Here is our little girl, Pearl. She was born New Year's day and we brought her home at 6 weeks old. Our first hedgie and doing great!! Thanks to hedgehog central for all the great info while we were preparing for a hedgehog--especially the fantastic post "Heating Your Cage--Simplified". We love our Pearl.


----------



## fracturedcircle (May 31, 2010)

gorgeous girl--and what a fitting name! i hope we'll see many more photos very soon.. *hint*


----------



## LarryT (May 12, 2009)

Aww,what a sweetheart you have there!


----------



## Alastrina (Sep 18, 2009)

Hedgie kisses! Some of the best out there  And from such a lovely lady...


----------



## Nancy (Aug 22, 2008)

She is adorable and looks like a Pearl.


----------



## mcwojo (Dec 29, 2010)

What an absolute sweetie. I remember when my Hazel was that little. They sure grow up quickly. Just like the human kidos do. I love the name.


----------



## shetland (Sep 2, 2008)

She is gorgeous and I hope she has a long and happy life with you!


----------



## tie-dye hedgie (Dec 19, 2009)

She's so precious! Precious Pearl!


----------



## CritterHeaven (Feb 21, 2011)

Hello Pearl. You look like a doll!


----------



## hercsmom (Jul 6, 2010)

Pearl looks like a total sweetheart!


----------



## PJM (May 7, 2010)

Beautiful picture. Pearl is a doll. Nothing is better than hedgie kisses.


----------



## fracturedcircle (May 31, 2010)

PJM said:


> Beautiful picture. Pearl is a doll. Nothing is better than hedgie kisses.
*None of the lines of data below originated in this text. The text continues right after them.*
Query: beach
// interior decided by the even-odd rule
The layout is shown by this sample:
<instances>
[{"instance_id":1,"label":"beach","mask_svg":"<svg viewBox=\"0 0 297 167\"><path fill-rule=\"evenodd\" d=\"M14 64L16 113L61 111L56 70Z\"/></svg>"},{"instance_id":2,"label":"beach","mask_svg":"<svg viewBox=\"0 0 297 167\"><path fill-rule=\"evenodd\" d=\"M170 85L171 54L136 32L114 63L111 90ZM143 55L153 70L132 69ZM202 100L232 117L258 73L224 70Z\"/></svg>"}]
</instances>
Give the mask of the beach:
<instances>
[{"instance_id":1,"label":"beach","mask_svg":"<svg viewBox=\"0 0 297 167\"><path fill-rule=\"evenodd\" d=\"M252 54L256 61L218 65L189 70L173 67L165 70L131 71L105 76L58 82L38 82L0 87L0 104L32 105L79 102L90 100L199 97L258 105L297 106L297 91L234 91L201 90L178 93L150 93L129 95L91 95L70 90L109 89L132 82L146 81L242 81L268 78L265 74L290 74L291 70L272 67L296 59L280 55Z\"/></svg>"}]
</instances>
that's a haiku, right there.


----------



## pearlthehedgie (Feb 15, 2011)

Thank you!! She is my daughter's hedgie and she chose the name for her. She lets us kiss her nose and pet her face but doesn't like to be touched on top of her head.


----------



## PJM (May 7, 2010)

fracturedcircle said:


> PJM said:
> 
> 
> > Beautiful picture. Pearl is a doll. Nothing is better than hedgie kisses.
> ...


 :lol: I'm a poet & wasn't even aware! 

Pearl is so cute you could have poetry written about her.


----------



## fracturedcircle (May 31, 2010)

PJM said:


> :lol: I'm a poet & wasn't even aware!


well, i know a haiku when i see one.


----------



## ThePliny (Jun 3, 2010)

Oh Pearl, you are such a gem!


----------